How do you keep your tenants happy and engaged while keeping an eye on costs in 2025? A global 2025 survey of corporate real estate leaders – representing over 8.1 million employees worldwide – highlights an industry at a crossroads. Companies are still laser-focused on cutting expenses, yet they’re also under pressure to support talent, culture, and flexible work needs in their office spaces. In simple terms, cost remains king, but tenant experience is the rising heir to the throne.

In this post, you’ll learn key takeaways from that occupier survey and how they apply to you. We’ll explore how to address cost pressures without sacrificing tenant satisfaction, align your success metrics with people-focused outcomes, improve your building’s operations, and adapt to today’s hybrid work reality. 

Balancing Cost Control with Tenant Experience

According to the survey, controlling expenses is still the top driver of real estate decisions for most organizations. Your corporate tenants are under constant pressure to reduce costs, optimize space, and boost efficiency – and that pressure inevitably passes on to you as the landlord or manager. Financial metrics like cost per square foot and utilization rates have long dominated strategy. In uncertain times, with economic and political headwinds, it’s natural to double down on cost-cutting. 

However, focusing solely on cost can be shortsighted. Why? Because every real estate decision you make also impacts the people in those spaces – the employees who use the office daily. Saving money means little if a barren, unpleasant workplace drives your tenants’ employees away.

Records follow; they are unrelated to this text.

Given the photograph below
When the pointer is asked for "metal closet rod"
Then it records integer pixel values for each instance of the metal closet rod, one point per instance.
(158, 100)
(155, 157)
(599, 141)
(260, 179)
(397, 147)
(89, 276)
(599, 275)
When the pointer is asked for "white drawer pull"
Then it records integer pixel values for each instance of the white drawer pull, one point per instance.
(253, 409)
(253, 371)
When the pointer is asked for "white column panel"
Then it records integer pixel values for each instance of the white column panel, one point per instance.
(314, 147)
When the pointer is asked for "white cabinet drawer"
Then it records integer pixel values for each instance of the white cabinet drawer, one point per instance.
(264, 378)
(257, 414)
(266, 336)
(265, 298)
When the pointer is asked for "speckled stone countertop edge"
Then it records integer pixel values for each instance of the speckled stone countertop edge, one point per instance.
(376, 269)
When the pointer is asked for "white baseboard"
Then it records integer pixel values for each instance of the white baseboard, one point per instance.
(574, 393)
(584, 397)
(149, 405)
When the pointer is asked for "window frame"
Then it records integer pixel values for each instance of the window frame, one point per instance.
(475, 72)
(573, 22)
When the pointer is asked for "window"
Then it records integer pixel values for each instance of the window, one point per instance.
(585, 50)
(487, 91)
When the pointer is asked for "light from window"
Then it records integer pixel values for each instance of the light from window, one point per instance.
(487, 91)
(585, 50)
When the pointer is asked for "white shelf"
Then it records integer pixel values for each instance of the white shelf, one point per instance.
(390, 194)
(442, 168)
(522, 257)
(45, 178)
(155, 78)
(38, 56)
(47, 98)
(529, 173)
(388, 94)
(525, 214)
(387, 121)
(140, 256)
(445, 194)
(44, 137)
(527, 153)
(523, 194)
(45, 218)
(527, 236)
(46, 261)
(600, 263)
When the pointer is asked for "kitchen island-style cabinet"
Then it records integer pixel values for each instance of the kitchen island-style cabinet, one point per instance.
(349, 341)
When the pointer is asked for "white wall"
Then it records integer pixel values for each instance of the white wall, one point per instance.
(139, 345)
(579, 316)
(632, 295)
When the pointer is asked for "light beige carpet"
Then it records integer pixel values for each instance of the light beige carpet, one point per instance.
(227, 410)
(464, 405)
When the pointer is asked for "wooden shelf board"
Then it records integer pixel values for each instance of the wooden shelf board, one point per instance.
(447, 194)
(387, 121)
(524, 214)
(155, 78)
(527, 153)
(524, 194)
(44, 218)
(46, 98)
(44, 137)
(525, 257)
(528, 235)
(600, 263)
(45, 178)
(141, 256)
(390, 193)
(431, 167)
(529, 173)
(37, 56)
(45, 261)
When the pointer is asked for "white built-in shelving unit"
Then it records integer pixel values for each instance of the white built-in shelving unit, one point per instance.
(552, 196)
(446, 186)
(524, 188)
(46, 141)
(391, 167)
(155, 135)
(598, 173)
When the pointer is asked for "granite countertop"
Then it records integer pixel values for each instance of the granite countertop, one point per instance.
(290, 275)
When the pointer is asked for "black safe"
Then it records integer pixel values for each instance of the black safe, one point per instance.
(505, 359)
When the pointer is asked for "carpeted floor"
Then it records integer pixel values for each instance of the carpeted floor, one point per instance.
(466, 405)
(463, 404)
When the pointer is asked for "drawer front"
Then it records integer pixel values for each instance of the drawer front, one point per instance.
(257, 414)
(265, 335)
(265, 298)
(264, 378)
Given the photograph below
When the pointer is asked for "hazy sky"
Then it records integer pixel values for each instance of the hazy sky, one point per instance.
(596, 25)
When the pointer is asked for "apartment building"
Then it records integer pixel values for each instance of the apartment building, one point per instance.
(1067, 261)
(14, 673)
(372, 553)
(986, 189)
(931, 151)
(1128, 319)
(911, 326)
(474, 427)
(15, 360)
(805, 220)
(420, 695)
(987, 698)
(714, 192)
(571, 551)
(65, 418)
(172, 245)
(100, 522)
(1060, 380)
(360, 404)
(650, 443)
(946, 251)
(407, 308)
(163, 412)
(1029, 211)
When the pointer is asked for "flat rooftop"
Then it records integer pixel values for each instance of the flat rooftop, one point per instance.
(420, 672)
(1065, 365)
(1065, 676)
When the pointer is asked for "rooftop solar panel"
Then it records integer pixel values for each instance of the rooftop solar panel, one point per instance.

Leading companies are realizing that the office isn’t just a line item – it’s a tool for employee engagement and productivity. In fact, many businesses now aim to optimize costs and provide a better office experience at the same time. This means you should seek win-win investments: for example, energy-efficient building upgrades that lower utility bills but also improve comfort, or space redesigns that pack more utility into less square footage. Look at your property not just as an expense to trim, but as a value-driver for tenants’ success. 

When you help tenants create an office environment where their people can thrive, you boost their loyalty and justify the rents you charge. In short, don’t treat cost and tenant experience as opposing forces – manage them in tandem. With a bit of creativity, you can save money and deliver a workplace that employees love, keeping tenants happier in the long run.

Aligning Real Estate Metrics with People Outcomes

To make solid decisions in this new era, you’ll need to track the right metrics. Traditionally, building performance has been measured in dollars and square feet – rent costs, occupancy rates, maintenance budgets, and so on. Those are important, but they don’t tell the whole story of how your property contributes to your tenants’ success.. This is a critical gap. If you aren’t measuring things like employee satisfaction, engagement, or how well space supports work, you’re flying blind on the very outcomes that matter to tenant retention.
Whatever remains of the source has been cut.